Dit jaar kan moeilijk vooral ADD-jaar genoemd worden. Het was het jaar dat begon zonder Els maar met een hernieuwde kennismaking met Karin, die we tot dan toe vrijwel alleen in Els’s gezelschap zagen. Het begon met mijn artikel over mediterende artsen, dat ik eind 2013 af had willen hebben. Het was het jaar van nieuwe journalistieke opdrachtgevers. Het jaar waarin ik voortaan rond zes uur opstond. Het was het jaar waarin ik post ging bezorgen, voor het geval dat. Het was het jaar waarin mijn vader naar het verpleeghuis ging en mijn moeder na vijfenveertig jaar weer het grootste deel van de dag alleen was.
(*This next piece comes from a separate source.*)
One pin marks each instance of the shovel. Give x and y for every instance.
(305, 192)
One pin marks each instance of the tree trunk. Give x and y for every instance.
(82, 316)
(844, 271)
Waarin ik een nieuw soort gesprekken met mijn moeder voerde. Het was het jaar waarin Erwin en ik op fietsvakantie gingen, door Nederland en door het Eerstewereldoorlogslagveld in West-Vlaanderen. Het jaar waarin ik meer kilometers schreef dan ik in jaren gedaan had. En het jaar waarin mijn psycholoog tegen me zei dat wat ik had wel erg als ADD klonk en ik, opgelucht, op zoek ging naar hulp van iemand die goed begreep wat dat betekent.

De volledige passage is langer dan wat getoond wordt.